Besides the US and UK, the agency covers French, Spanish, German, Italian, Portuguese, and Dutch markets.
SaaS link building case study
Increased the domain authority from 31 to 48 and grew non-branded traffic to money pages by 60.49% for Switchboard. The agency combined product-led content with targeted link building from DR 60-90 sites.
Flying Cat pros:
- Genuine localization, not translation. Flying Cat practices transcreation — adapting messaging, examples, and positioning for each market culturally, not just linguistically.
- Regional link building with native relationships. Each market campaign is supported by SEOs and outreach specialists who are native to that market.
Flying Cat cons:
- Doesn’t specialize in link building. Flying Cat operates as a full-service SEO partner, not a dedicated link building specialist.
Let’s Talk Backlinks
Most SaaS companies come to us after wasting budget on agencies that promised results and delivered spreadsheets full of links from sites nobody reads.
We do things differently.

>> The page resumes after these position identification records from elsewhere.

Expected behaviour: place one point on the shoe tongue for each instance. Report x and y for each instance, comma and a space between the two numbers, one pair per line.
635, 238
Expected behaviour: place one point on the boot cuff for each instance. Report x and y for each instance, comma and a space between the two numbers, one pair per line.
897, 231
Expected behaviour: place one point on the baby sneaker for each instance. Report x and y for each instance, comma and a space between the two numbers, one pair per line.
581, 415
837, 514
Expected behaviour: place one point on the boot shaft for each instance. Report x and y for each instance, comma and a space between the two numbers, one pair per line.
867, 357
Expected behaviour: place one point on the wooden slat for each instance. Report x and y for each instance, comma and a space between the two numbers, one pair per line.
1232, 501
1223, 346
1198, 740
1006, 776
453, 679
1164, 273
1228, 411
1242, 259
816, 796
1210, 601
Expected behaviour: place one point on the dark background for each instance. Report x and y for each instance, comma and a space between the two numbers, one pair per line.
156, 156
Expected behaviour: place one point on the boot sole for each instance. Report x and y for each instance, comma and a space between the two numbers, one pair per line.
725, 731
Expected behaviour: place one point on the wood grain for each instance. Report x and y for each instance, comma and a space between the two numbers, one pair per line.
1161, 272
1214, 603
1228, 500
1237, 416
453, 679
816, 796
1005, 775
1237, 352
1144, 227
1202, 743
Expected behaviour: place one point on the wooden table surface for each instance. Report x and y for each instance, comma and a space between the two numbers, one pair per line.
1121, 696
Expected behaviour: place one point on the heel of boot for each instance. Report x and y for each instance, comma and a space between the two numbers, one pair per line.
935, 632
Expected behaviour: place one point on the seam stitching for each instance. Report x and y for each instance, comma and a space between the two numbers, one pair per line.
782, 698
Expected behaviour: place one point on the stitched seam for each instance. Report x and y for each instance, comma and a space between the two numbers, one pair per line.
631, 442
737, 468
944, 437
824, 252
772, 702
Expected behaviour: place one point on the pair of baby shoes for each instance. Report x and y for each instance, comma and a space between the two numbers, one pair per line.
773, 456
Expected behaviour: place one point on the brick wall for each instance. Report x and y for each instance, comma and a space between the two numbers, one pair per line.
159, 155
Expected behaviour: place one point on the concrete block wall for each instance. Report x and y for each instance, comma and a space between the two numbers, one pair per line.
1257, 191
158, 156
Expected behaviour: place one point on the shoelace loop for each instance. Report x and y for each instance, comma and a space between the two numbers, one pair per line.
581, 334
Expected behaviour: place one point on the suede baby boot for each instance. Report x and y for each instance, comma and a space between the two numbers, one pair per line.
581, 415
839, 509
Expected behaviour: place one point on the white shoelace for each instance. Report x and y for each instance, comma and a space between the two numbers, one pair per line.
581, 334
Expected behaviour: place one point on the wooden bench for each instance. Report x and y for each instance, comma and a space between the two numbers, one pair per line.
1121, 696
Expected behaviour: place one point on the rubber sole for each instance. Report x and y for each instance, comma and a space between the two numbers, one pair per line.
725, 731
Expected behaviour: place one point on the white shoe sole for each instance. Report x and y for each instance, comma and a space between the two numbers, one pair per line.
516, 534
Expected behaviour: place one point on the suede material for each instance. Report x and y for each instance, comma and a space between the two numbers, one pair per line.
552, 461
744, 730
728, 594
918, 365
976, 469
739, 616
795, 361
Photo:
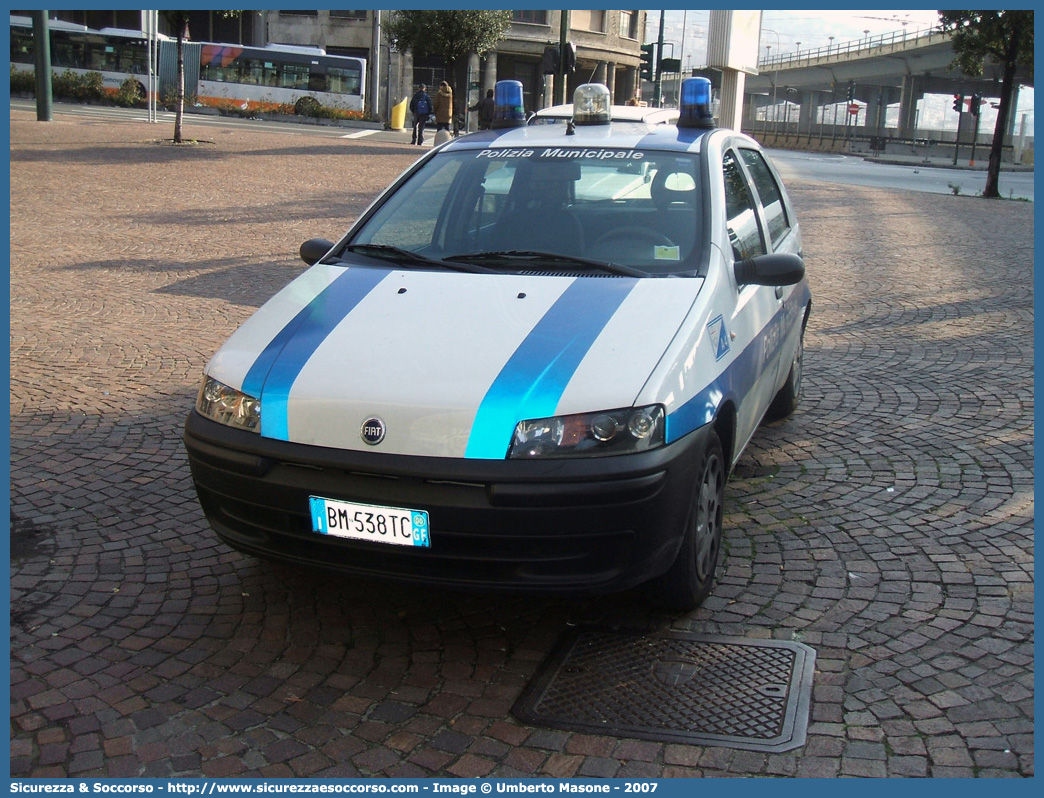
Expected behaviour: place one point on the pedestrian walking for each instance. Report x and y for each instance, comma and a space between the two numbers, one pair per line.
484, 109
444, 107
421, 107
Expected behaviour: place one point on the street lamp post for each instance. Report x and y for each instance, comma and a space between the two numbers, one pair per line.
776, 73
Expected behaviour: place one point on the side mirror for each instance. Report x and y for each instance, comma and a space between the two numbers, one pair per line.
778, 268
313, 250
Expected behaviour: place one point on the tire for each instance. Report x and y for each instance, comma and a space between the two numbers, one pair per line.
785, 402
688, 582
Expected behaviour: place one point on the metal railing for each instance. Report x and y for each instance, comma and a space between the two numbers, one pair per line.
904, 38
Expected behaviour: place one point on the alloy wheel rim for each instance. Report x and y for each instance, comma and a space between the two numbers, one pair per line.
709, 517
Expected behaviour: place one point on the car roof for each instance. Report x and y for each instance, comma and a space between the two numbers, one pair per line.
619, 113
646, 136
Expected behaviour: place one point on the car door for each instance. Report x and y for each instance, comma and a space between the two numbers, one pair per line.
782, 235
756, 317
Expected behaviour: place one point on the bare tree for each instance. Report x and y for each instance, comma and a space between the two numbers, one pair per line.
179, 22
1005, 37
448, 34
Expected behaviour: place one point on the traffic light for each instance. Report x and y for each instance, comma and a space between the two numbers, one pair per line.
647, 69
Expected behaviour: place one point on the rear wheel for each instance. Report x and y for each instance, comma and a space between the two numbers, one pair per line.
689, 580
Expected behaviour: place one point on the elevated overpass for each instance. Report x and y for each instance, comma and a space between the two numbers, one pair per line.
878, 71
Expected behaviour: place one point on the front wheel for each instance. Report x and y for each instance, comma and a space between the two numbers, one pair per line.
688, 582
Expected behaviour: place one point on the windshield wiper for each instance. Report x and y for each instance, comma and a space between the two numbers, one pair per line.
405, 257
548, 257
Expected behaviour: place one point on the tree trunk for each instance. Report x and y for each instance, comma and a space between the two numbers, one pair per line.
1003, 113
180, 103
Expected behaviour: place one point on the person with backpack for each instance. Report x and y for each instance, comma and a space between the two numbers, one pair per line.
421, 108
444, 107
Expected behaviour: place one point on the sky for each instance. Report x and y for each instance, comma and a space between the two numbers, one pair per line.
781, 30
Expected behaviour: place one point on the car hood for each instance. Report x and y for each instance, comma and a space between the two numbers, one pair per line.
449, 362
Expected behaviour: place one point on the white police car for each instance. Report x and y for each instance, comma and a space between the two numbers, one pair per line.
529, 366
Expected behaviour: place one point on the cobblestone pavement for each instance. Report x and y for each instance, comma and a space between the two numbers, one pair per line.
887, 524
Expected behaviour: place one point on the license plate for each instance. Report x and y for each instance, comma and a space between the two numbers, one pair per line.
380, 524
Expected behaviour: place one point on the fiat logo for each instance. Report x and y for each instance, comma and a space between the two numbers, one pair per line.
373, 430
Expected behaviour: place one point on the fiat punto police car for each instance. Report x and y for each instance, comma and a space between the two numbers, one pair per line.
529, 366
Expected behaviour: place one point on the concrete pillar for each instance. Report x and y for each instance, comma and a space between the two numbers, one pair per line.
875, 111
631, 81
471, 95
490, 75
911, 93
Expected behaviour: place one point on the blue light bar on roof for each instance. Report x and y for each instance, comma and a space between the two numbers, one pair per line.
507, 107
694, 109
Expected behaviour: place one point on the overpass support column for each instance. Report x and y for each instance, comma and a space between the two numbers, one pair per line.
809, 112
912, 92
876, 107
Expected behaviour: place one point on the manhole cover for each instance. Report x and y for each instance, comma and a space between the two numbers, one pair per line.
675, 687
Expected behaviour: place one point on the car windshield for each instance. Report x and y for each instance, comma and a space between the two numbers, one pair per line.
635, 211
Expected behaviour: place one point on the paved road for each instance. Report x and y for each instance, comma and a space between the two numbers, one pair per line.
887, 524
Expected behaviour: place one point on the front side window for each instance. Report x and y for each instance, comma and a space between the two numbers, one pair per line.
632, 208
741, 216
530, 17
768, 190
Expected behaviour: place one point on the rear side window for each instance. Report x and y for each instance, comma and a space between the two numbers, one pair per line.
768, 190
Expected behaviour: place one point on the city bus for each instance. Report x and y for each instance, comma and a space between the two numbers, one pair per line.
265, 77
116, 53
247, 77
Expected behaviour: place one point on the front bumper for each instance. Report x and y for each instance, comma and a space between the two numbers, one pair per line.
590, 525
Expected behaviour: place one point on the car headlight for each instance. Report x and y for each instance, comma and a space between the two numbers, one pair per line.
590, 435
226, 405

We learn your category, identify the publications your buyers trust, and earn placements through real editorial work — not mass outreach, not PBNs, not link farms.
If that sounds like what you’ve been looking for, let’s talk!
FAQs About SaaS Link Building Agencies
How much does SaaS link building cost?
Most SaaS companies spend between $3,000 and $6,000 per month on link building.
On a per-link basis, a quality editorial placement typically costs between $250 and $800, with the average price SEOs are willing to pay sitting at $508 per link.
At Position Digital, our link building services start at $2,000/month and include listicle outreach, guest blogging, niche edits, and digital PR.
What's the difference between a SaaS link building agency and a general link building agency?
The difference shows up in placement quality: a general agency might land you a link from a generic business blog with no relevance to software.
While a SaaS-specialist agency targets publications with real SaaS readership like G2, HubSpot, Ahrefs, TechCrunch, which means more topical authority and more referral traffic that actually converts.
How many backlinks does a SaaS company need per month?
There’s no universal answer — the right number depends entirely on the competitiveness of your target keywords and how your domain authority compares to the sites ranking above you.
But here’s a tip: always prioritize quality and relevance over quantity. One highly relevant backlink from a publication your ICP reads and trusts will do more for your rankings — and your brand — than ten links from generic blogs with no audience.
How long does it take to see results from link building?
Expect 1 to 3 months from the time a link goes live before it measurably impacts your rankings. From a campaign perspective, 89.2% of link building campaigns see ranking movement within 1 to 6 months, with the average impact appearing at the 3.1-month mark.